It is easy to get around in Paris. The fastest way to get from one place to another in the city is usually the metro. Problem is, you don't see much that way. On a nice day like last Wednesday, walking is always a good option — if you have time.
Other good options are the bus or the bicycle. Buses are good because you can sightsee as you go — but you need to know the routes. The bike is good exercise but you really have to pay attention to what you are doing. Still, next to walking, cycling is probably the best way to get a real feel for the city. There are many more bicycles in Paris now than back when I lived there.
Back in the early 1970s, when I first went to Paris and spent a few years there, people rode little motorized bikes called Vélos Solex or Mobylettes. You don't see those any more. But you do see a lot of bigger motorbikes and motorcycles. Lately, you see more and more of the bikes like the one above that has two wheels in the front and just one in the back.

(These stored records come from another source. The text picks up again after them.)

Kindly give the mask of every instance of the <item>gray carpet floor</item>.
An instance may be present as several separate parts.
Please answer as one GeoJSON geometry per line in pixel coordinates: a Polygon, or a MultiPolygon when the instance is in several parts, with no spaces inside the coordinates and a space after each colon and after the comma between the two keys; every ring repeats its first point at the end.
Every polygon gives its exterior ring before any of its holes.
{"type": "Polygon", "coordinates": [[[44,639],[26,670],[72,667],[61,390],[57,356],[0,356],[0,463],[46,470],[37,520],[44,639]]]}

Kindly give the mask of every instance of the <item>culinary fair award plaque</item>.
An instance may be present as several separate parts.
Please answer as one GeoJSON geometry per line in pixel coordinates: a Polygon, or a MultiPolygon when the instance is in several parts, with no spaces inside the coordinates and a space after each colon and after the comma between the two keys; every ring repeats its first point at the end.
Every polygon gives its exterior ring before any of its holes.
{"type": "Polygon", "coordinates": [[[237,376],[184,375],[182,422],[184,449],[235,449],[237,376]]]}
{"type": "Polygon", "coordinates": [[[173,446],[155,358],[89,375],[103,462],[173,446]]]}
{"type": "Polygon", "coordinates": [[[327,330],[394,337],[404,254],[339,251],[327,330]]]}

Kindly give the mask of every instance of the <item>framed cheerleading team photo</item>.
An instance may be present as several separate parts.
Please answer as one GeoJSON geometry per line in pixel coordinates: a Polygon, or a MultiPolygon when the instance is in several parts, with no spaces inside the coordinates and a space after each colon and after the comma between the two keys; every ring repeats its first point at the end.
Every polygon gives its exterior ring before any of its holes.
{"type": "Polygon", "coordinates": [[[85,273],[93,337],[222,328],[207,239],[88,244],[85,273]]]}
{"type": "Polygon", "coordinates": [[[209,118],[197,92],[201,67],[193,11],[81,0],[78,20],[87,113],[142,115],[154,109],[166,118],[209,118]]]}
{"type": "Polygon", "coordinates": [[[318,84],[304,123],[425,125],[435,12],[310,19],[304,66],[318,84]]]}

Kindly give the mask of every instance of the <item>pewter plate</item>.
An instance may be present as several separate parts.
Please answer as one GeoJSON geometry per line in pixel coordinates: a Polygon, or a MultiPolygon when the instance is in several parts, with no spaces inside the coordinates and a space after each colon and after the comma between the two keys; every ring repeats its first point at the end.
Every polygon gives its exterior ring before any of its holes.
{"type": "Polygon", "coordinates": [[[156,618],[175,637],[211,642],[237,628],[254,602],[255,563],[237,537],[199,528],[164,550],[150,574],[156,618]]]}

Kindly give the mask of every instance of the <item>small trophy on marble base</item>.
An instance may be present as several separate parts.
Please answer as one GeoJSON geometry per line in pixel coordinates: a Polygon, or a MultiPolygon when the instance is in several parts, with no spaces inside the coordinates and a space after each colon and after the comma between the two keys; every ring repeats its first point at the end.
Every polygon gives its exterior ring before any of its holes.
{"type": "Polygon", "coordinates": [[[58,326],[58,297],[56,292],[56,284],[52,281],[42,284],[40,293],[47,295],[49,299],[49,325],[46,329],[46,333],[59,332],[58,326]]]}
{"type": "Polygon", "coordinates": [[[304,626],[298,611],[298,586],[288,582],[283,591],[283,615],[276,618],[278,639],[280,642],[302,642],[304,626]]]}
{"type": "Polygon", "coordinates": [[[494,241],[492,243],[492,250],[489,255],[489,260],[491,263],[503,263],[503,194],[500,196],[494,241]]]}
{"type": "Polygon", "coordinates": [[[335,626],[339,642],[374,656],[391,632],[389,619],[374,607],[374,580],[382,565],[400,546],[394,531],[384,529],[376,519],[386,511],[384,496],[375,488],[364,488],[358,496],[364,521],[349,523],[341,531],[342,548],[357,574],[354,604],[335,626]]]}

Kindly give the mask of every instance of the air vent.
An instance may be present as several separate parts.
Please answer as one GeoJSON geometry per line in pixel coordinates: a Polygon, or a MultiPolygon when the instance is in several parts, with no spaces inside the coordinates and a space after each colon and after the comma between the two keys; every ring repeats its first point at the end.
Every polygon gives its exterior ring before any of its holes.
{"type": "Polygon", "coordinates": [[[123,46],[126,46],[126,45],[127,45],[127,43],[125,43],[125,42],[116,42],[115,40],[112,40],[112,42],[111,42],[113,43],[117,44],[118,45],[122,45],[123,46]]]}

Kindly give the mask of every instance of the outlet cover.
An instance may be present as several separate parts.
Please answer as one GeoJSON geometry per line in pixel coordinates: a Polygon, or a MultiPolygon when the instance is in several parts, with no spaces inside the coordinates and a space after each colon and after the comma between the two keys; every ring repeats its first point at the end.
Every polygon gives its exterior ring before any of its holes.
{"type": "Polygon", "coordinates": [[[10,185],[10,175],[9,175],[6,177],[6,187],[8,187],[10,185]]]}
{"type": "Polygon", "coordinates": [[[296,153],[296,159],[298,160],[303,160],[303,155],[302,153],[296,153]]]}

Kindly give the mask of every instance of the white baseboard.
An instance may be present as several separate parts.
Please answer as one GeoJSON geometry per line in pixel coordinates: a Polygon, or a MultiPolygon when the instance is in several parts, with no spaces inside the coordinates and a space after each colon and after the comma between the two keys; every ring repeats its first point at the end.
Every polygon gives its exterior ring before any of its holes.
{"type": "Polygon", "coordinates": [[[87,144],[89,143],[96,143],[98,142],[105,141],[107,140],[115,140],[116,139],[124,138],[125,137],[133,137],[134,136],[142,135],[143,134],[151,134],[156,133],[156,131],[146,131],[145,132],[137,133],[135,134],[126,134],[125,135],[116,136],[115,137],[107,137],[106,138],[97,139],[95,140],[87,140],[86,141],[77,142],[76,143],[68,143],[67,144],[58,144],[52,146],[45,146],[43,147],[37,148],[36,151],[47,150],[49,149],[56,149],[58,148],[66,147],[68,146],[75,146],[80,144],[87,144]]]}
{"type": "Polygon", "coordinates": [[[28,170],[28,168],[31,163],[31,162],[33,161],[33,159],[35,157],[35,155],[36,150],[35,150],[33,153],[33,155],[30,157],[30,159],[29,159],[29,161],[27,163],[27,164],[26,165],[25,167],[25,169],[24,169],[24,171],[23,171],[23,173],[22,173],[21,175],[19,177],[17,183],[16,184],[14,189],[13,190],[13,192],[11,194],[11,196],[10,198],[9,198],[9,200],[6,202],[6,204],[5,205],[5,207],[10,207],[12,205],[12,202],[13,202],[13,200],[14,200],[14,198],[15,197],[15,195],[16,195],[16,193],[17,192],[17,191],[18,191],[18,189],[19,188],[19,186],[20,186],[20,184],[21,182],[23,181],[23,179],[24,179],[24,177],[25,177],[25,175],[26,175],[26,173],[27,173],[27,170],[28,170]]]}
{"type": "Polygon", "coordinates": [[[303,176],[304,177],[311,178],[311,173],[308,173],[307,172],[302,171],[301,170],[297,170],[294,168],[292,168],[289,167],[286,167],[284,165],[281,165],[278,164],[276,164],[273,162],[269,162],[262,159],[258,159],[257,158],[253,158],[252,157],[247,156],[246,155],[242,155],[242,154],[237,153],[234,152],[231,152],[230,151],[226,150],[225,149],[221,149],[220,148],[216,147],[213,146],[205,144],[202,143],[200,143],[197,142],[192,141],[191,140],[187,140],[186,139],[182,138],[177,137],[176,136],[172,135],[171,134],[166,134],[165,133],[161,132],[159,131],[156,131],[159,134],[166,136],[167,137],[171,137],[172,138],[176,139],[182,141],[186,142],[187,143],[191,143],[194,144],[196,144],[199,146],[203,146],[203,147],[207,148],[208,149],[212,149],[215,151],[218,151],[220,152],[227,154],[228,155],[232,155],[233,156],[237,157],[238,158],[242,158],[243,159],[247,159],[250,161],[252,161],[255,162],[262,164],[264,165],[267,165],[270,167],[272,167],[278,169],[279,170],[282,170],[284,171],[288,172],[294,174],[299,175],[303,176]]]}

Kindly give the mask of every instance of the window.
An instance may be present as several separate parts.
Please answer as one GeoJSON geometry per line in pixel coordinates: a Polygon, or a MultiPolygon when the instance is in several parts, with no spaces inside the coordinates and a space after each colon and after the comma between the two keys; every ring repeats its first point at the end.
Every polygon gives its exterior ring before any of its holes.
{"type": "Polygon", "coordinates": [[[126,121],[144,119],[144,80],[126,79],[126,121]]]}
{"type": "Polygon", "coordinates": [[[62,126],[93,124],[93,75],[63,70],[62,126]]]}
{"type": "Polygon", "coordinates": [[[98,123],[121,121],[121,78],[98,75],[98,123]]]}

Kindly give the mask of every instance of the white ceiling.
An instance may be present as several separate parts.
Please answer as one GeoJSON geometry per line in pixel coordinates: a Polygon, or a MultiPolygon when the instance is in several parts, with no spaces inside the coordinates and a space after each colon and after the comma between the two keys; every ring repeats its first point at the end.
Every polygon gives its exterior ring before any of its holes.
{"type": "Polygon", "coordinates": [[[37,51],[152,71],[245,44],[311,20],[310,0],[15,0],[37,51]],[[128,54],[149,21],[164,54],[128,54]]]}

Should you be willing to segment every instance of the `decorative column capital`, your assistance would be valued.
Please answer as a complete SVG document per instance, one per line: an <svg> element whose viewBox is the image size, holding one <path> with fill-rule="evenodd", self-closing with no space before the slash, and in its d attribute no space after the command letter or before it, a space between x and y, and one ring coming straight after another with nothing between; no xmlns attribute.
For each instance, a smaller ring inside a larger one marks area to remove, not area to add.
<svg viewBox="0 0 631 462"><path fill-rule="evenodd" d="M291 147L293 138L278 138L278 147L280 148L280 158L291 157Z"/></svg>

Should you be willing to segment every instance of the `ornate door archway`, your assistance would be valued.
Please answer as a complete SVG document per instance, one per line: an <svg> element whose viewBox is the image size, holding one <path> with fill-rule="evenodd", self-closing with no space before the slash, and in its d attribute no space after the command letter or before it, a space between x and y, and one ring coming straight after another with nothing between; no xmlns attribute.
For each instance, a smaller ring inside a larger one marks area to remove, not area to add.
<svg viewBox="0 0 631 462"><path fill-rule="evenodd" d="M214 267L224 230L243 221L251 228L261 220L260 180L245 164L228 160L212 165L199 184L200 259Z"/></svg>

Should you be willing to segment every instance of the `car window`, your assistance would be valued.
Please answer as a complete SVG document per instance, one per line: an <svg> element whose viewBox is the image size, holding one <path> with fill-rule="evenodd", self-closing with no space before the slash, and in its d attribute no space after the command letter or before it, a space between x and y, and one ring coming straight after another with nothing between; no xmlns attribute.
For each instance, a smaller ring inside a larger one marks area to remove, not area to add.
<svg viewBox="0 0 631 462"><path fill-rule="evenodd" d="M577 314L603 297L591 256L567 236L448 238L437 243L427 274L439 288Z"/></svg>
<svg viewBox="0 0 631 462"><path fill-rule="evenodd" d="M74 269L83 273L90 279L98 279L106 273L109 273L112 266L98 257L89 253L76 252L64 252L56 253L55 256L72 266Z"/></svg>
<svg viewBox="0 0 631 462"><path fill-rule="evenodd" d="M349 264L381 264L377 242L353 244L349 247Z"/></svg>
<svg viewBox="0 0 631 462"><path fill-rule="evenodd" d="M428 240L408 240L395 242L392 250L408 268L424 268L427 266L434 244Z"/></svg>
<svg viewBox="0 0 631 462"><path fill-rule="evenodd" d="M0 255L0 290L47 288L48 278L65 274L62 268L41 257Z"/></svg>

Another thing about riding the buses is that you do have to wait for them. They don't run as frequently as the underground metro trains. Waiting gives you time to study the maps and learn the routes. Or just to sit and watch and wait.
I used to work in the neighborhood where I took these pictures. For a year or two I worked on the Rue des Saints-Pères, just off the Boulevard Saint-Germain. I remember having coffee or lunch many times in the café called Le Rouquet that you see above. But I never had a motorcycle.
I did a lot of walking. The guy in the photo above could have been me 40 years ago. I was skinny like that, from all the walking and stair-climbing. It was a healthy life. Last Wednesday I was retracing some of those 40-year-old steps as I made my way on foot from the Place de la Concorde over to the Gare d'Austerlitz.